Chiodectonic acid
- Names: IUPAC name 2-Acetyl-3,5,6,8-tetrahydroxy-7-methoxybenzo[f][1]benzofuran-4,9-dione

Identifiers
- 3D model (JSmol): Interactive image;
- ChEBI: CHEBI:144214;
- PubChem CID: 138756199;

Properties
- Chemical formula: C_{15}H_{10}O_{8}
- Molar mass: 318.237 g·mol^{−1}
- Appearance: Dark red rhombic plates
- Melting point: 294–296 °C (561–565 °F; 567–569 K)

= Chiodectonic acid =

Chemical compound found in some lichens

Chiodectonic acid is an organic compound in the structural class of chemicals known as anthraquinones. It occurs as a secondary metabolite in some lichens.

==History==

The red pigment "pyxiferin" was first isolated from the lichen Pyxine coccifera by K. Chandrasenan and colleagues in 1965, who proposed a biphenylquinone structure for it. Later, during research on chiodectonic acid, Wolfgang Steglich noticed that this pigment shared the same Rf value in thin-layer chromatography (TLC) as chiodectonic acid from Chiodecton sanguineum.

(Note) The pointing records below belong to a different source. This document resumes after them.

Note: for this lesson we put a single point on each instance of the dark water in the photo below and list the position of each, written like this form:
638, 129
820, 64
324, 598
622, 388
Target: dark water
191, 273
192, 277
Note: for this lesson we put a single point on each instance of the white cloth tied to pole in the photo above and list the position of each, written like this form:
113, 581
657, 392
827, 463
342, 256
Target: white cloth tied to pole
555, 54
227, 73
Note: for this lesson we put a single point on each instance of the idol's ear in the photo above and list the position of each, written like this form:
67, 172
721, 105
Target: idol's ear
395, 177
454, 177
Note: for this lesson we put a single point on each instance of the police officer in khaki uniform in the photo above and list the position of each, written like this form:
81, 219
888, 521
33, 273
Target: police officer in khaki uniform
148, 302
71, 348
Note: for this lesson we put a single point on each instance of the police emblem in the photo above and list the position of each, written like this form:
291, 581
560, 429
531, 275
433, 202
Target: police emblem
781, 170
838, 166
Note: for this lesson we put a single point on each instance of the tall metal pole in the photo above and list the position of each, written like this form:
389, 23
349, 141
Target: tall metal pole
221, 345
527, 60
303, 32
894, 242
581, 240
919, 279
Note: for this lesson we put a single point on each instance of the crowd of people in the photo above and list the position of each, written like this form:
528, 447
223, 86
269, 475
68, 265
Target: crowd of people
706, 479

Though initial investigation was limited by the small amount of lichen material available, subsequent analysis of a larger quantity of P. coccifera confirmed that "pyxiferin" was actually identical to chiodectonic acid. Since chiodectonic acid had been previously described by Oswald Hesse in 1904, this name takes precedence. Further analysis showed that the compound from both lichens had the molecular formula C_{15}H_{10}O_{8}, contradicting the C_{13}H_{8}O_{8} formula that Chandrasenan et al. had reported for pyxiferin.

==Properties==
Chiodectonic acid is a member of the class of chemical compounds called anthraquinones. Specifically, it is a naphthoquinone derivative. Its IUPAC name is 2-acetyl-3,5,6,8-tetrahydroxy-7-methoxybenzo[f][1]benzofuran-4,9-dione. The ultraviolet absorbance maxima (λ_{max}) has three peaks at 287, 510, and 538 nm. In the infrared spectrum, peaks occur at 736, 800, 816, 828, 854, 944, 970, 1008, 1042, 1076, 1120, 1176, 1290, 1410, 1456, 1534, 1590, 1624, 1658, 3000, and 3340 cm^{−1}. Chiodectonic acid's molecular formula is C_{15}H_{10}O_{8}; it has a molecular mass of
334.23 grams per mole. In its purified form, it exists as dark red rhombic plates with a melting point of 294–296 C.